Она все молчала, но и трубку не вешала.
– Я тут в гостинице «Украина» остановился. Номер пятнадцать тридцать четыре. Слушай, приходи, а? – продолжал уговаривать Юра. – Просто поговорим. Я очень буду тебя ждать.
– А что ж ты не домой поехал? – удивилась она.
– Ну, там сестра с мужем живет, у них ребенок маленький… Не хотел стеснять.
Всю ночь она промучилась сомнениями, наутро встала с тяжелой головой, еще более тяжелым сердцем и уверенностью, что никуда не пойдет. Женька озабоченно поглядел на мать и спросил, что случилось, не заболела ли она.
– Ничего, милый, ничего, – она погладила его по вихрастой голове и украдкой смахнула выступившую слезу. – Я здорова.
Утром снова звонил телефон, но она не взяла трубку.
В тот день у нее было всего четыре урока, а у сына, наоборот, еще занятия в кружке. В такие дни Галина Евгеньевна всегда торопилась домой, чтобы успеть зайти в магазин, постирать или убраться до прихода Жени, но сегодня ноги сами понесли ее в противоположную от дома сторону, к автобусной остановке. Взглянув на часы, она решилась и отправилась на Кутузовский проспект.
Юра, увидев ее, жутко обрадовался, наскоро обнял ее, усадил в кресло и все забрасывал вопросами, а она сидела ошарашенная, не могла ничего толком сказать и вообще не понимала, как и зачем сюда приехала.

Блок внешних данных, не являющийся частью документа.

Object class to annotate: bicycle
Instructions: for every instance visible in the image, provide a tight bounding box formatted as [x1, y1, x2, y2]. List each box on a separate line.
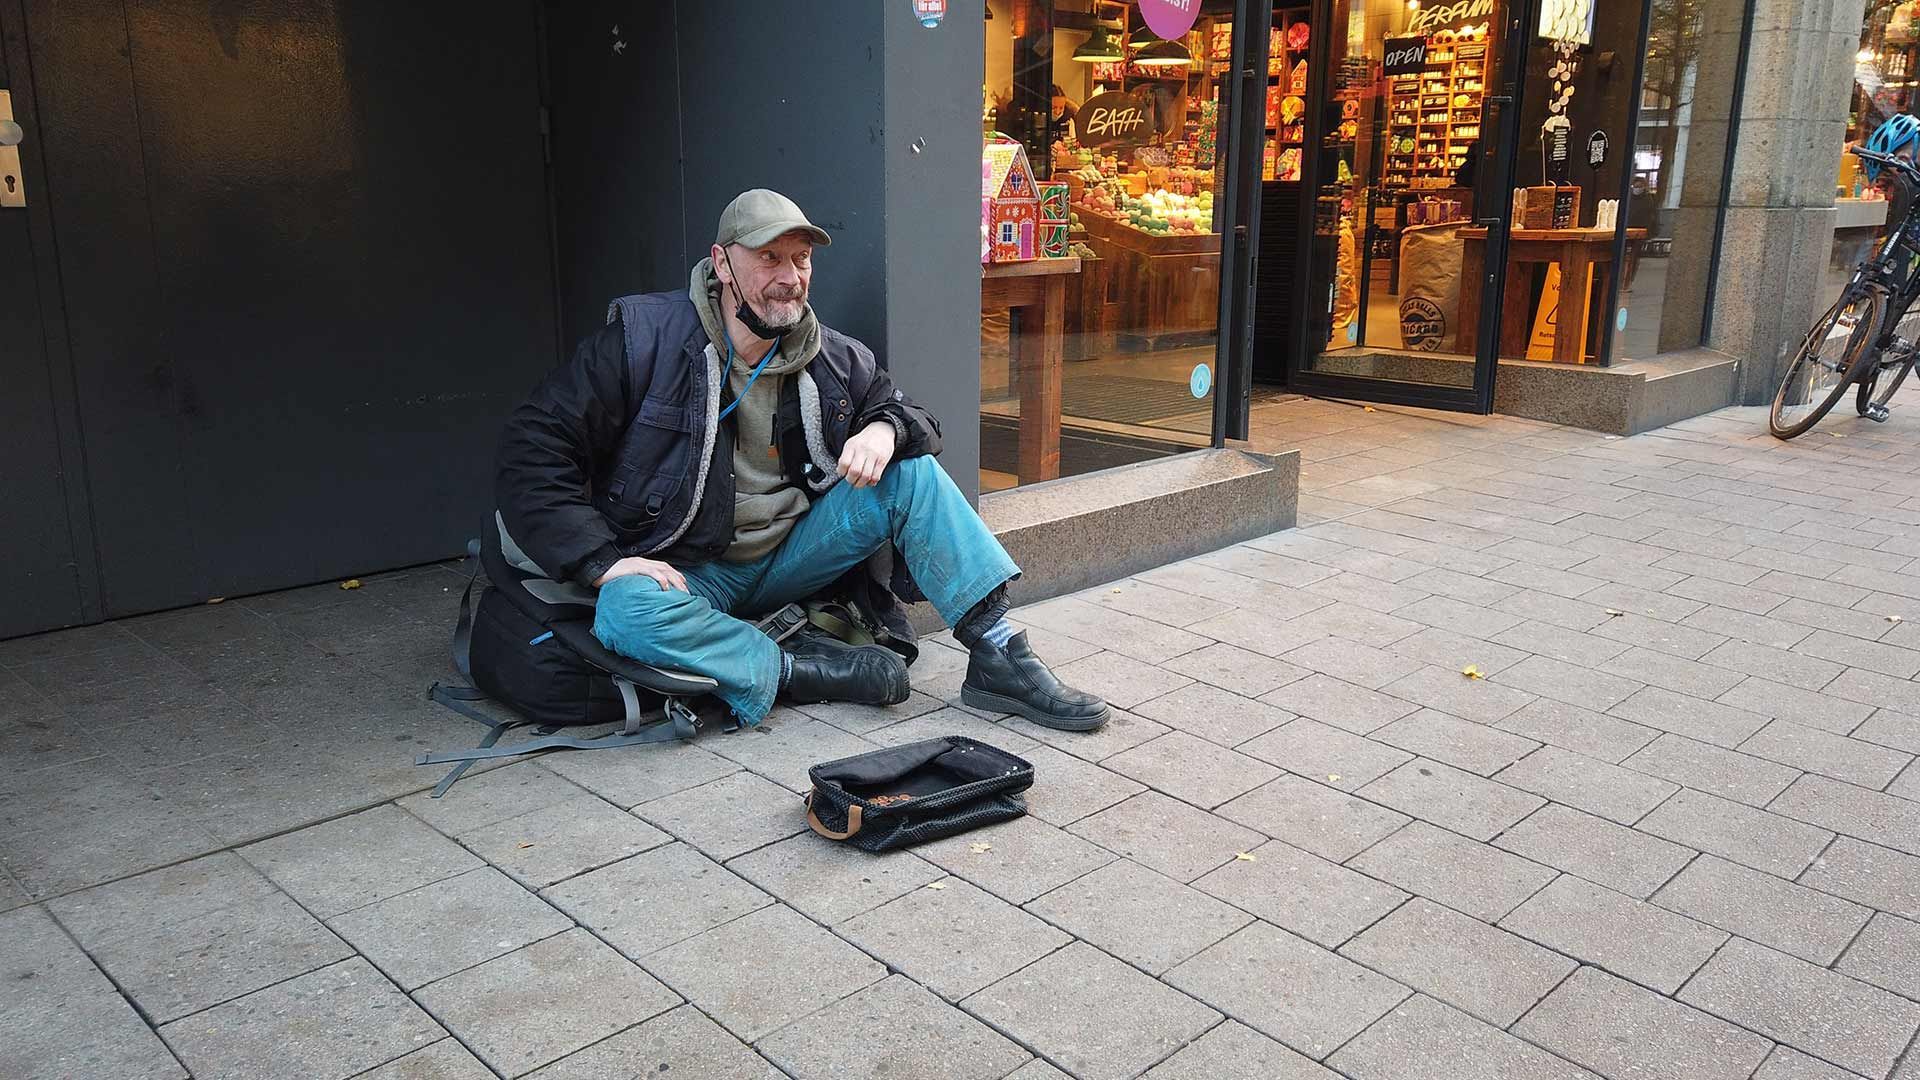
[1770, 147, 1920, 438]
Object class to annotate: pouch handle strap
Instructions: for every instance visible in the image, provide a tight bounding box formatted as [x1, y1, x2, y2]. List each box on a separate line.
[804, 793, 863, 840]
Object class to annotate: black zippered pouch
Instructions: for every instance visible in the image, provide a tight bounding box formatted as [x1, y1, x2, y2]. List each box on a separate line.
[803, 736, 1033, 852]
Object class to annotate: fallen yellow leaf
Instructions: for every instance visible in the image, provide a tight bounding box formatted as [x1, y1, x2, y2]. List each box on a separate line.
[926, 881, 948, 891]
[1235, 852, 1258, 862]
[1830, 431, 1847, 438]
[517, 842, 535, 849]
[340, 579, 363, 590]
[1603, 609, 1625, 617]
[1462, 665, 1485, 680]
[1328, 774, 1342, 782]
[1890, 615, 1905, 624]
[206, 597, 226, 604]
[969, 842, 993, 854]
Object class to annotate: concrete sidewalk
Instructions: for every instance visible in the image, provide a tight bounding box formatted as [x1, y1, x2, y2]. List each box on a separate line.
[8, 384, 1920, 1079]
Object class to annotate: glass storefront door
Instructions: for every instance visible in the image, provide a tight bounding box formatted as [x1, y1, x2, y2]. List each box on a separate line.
[1282, 0, 1532, 410]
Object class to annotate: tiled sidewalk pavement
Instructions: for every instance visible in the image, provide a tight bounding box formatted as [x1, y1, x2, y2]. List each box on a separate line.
[8, 384, 1920, 1078]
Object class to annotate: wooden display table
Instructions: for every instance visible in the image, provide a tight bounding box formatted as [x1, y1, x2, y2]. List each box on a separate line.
[1457, 227, 1648, 364]
[1075, 212, 1223, 346]
[982, 257, 1081, 484]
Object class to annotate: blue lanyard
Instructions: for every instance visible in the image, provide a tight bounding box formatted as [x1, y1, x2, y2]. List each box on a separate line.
[719, 335, 781, 424]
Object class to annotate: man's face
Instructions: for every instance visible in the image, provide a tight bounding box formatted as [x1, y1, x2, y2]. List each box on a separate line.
[714, 232, 813, 331]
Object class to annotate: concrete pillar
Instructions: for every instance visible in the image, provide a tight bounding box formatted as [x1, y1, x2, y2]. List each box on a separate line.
[1707, 0, 1866, 403]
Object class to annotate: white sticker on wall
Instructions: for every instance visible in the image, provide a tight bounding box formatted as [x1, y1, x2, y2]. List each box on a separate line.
[1616, 307, 1628, 332]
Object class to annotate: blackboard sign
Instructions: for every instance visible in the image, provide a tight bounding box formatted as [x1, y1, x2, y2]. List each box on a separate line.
[1076, 91, 1153, 147]
[1383, 37, 1429, 76]
[1587, 129, 1608, 167]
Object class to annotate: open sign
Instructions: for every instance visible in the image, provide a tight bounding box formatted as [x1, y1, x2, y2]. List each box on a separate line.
[1383, 37, 1428, 76]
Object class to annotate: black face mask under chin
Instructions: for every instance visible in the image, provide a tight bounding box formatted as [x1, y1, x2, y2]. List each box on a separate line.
[722, 251, 800, 341]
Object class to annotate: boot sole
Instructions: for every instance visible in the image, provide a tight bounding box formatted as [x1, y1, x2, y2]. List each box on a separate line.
[961, 686, 1110, 731]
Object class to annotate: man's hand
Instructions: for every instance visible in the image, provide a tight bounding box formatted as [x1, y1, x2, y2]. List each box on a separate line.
[838, 421, 896, 488]
[594, 556, 688, 592]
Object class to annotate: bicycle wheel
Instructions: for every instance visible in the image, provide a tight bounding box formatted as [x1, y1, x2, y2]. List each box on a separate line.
[1772, 286, 1884, 439]
[1859, 354, 1914, 414]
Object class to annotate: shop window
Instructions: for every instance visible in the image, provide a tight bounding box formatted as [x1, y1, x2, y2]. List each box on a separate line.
[1619, 0, 1740, 355]
[979, 0, 1231, 493]
[1824, 2, 1920, 317]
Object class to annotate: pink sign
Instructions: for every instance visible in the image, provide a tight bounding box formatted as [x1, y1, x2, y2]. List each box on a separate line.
[1138, 0, 1200, 41]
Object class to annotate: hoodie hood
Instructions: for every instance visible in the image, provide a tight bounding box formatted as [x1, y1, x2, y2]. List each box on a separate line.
[689, 257, 819, 375]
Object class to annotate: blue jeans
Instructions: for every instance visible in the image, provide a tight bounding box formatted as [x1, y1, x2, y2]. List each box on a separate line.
[592, 456, 1019, 724]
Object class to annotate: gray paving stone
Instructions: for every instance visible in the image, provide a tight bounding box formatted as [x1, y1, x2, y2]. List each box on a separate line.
[47, 852, 353, 1020]
[1404, 566, 1524, 606]
[1396, 595, 1527, 640]
[417, 928, 678, 1075]
[537, 739, 740, 809]
[1014, 744, 1146, 827]
[241, 805, 483, 917]
[1802, 838, 1920, 922]
[1492, 618, 1637, 666]
[1198, 543, 1345, 588]
[1669, 575, 1788, 616]
[1357, 759, 1544, 842]
[1494, 697, 1661, 763]
[1655, 854, 1871, 966]
[1341, 900, 1574, 1027]
[1841, 913, 1920, 1002]
[1089, 577, 1237, 628]
[1188, 608, 1327, 658]
[968, 941, 1220, 1080]
[1142, 1020, 1338, 1079]
[398, 761, 585, 836]
[1500, 874, 1725, 994]
[1742, 720, 1913, 790]
[1830, 668, 1920, 716]
[461, 795, 672, 888]
[1133, 682, 1296, 748]
[1680, 937, 1920, 1080]
[1102, 731, 1282, 809]
[1602, 646, 1747, 701]
[1858, 711, 1920, 754]
[758, 974, 1030, 1080]
[1286, 600, 1425, 647]
[1641, 787, 1834, 879]
[1259, 673, 1420, 735]
[1165, 921, 1409, 1061]
[351, 1039, 495, 1080]
[0, 906, 188, 1080]
[1752, 1046, 1870, 1080]
[650, 904, 886, 1043]
[1587, 582, 1712, 623]
[160, 957, 442, 1080]
[1389, 625, 1530, 675]
[1609, 686, 1772, 747]
[1497, 745, 1679, 824]
[521, 1005, 775, 1079]
[1624, 732, 1802, 807]
[791, 690, 946, 735]
[726, 832, 941, 925]
[1070, 790, 1267, 881]
[634, 770, 806, 861]
[1682, 604, 1814, 650]
[327, 866, 571, 990]
[1176, 641, 1314, 698]
[1238, 717, 1413, 791]
[1328, 994, 1600, 1080]
[1032, 858, 1252, 973]
[1378, 665, 1536, 725]
[1345, 819, 1556, 921]
[918, 813, 1113, 904]
[871, 706, 1042, 756]
[1495, 802, 1694, 898]
[1193, 838, 1404, 949]
[706, 713, 881, 793]
[1514, 967, 1770, 1080]
[542, 842, 770, 958]
[1017, 597, 1211, 663]
[1493, 654, 1645, 711]
[1773, 774, 1920, 857]
[1001, 706, 1172, 763]
[1216, 775, 1410, 861]
[839, 876, 1069, 999]
[1701, 638, 1846, 692]
[1373, 710, 1540, 776]
[1490, 587, 1616, 631]
[1282, 636, 1424, 689]
[1797, 629, 1920, 679]
[1592, 611, 1730, 660]
[1047, 650, 1195, 710]
[1004, 1061, 1074, 1080]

– Как сын? Ты скажи прежде всего, как он поживает? Я ведь спрашивал потом у Альбины, как ты, а она со мной разговаривать не хотела… Только сейчас еле-еле уговорил твой номер дать. Ты уж ее очень не ругай, я на нее так насел, тут никто бы не выдержал, – он криво улыбнулся.
«Он какой-то потертый стал, что ли… – отметила про себя Галя. – Лысеет… И потолстел, вон пузо какое…»
– Сын хорошо, во втором классе учится, в шахматном кружке занимается. А как у тебя? Дети есть? – выдавила она наконец.
– Да вот жизнь так сложилась… Я женат, а детей нет. Она дочь генерала, у нас и квартира хорошая, и машину купили. Я теперь при штабе, подполковника дали. Словом, налицо все внешние признаки благополучной жизни, – горько усмехнулся он.
– А ко мне чего пришел?
– Хотел про сына спросить, я же сказал.
– Теперь уже поздно спрашивать.
– Я могу его увидеть?
– Нет, – быстро ответила она. – Ни к чему это. Нечего ребенка травмировать. Ты опять уедешь – а что мне ему говорить?
– А что ты ему вообще сказала?
– Ничего. Но когда он повзрослеет, я обязательно придумаю что-нибудь убедительное.
Он грустно кивнул.
– Ну, ты права, наверное… Так будет лучше и справедливее. И впрямь, чего мальчишке жизнь портить. Так уж сложилось, ничего назад не вернуть. Вот если б можно было, я бы, конечно, иначе поступил.